Intuitive Eating
Evelyn Tribole, MS, RD
Elyse Resch, MS, RDN, CEDRD, Fiaedp, FADA
Intuitive eating is an approach allows you to create a healthy relationship with food, mind, and body. It helps you make peace with food and prevents the categorization of “good” and “bad” foods. These 10 principles will help guide you to eating intuitively.
- Reject the Diet Mentality - Throw out the diet books and magazine articles that offer you false hope of losing weight quickly, easily, and permanently.
- Honor Your Hunger - Keep your body biologically fed with adequate energy and carbohydrates. Once you reach the moment of excessive hunger, all intentions of moderate, conscious eating are fleeting and irrelevant. Learning to honor this first biological signal sets the stage for re-building trust with yourself and food.
- Make Peace with Food - Give yourself unconditional permission to eat. If you tell yourself that you “can't” or “shouldn't” have a particular food, it can lead to intense feelings of deprivation that build into uncontrollable cravings and, often, bingeing.
- Challenge the your inner critic - Scream a loud "NO" to thoughts in your head that declare you're "good" for eating minimal calories or "bad" because you ate a piece of chocolate cake.
- Respect Your Fullness - Listen for the body signals that tell you that you are no longer hungry. Observe the signs that show that you're comfortably full. Pause in the middle of a meal or food and ask yourself how the food tastes, and what is your current level of fullness?
- Discover the Satisfaction Factor - When you eat what you really want, in an environment that is inviting and conducive, the pleasure you derive will be a powerful force in helping you feel satisfied and content. By providing this experience for yourself, you will find that it takes much less food to decide you've had "enough".
- Honor Your Feelings Without Using Food - Find ways to comfort, nurture, distract, and resolve your issues without using food. Anxiety, loneliness, boredom, anger are emotions we all experience throughout life. Food won't fix feelings; if anything, eating for an emotional hunger will make you feel worse.

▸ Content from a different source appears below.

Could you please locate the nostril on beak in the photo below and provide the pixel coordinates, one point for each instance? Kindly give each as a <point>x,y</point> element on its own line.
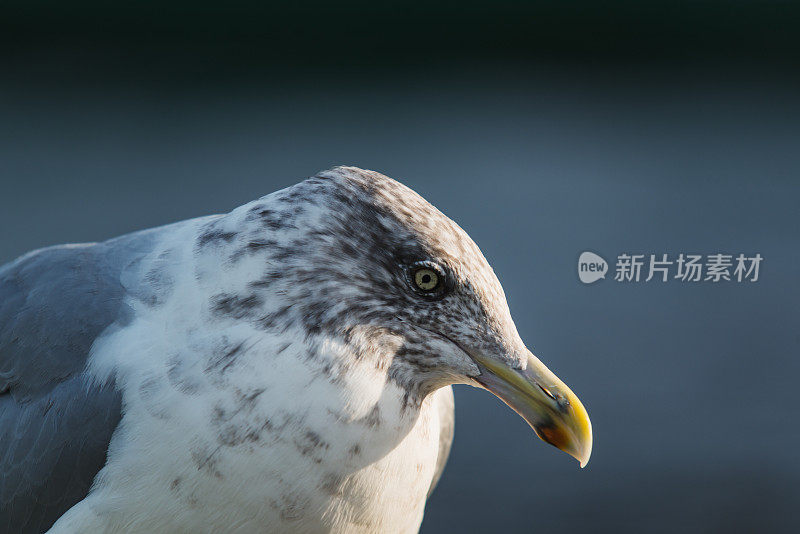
<point>547,391</point>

- Respect Your Body - Respect your body, so you can feel better about who you are. It's hard to reject the diet mentality if you are unrealistic and overly critical about your body shape.
- Exercise - Shift your focus to how it feels to move your body and how energized you are, rather than the burning calories. If you focus on how you feel, it can make the difference between rolling out of bed for a brisk morning walk or hitting the snooze alarm. If when you wake up, your only goal is to lose weight, it's usually not a motivating factor in that moment of time.
- Honor Your Health - Make food choices that honor your health and taste buds while making you feel well. You will not suddenly get a nutrient deficiency or gain weight from one snack, one meal, or one day of eating.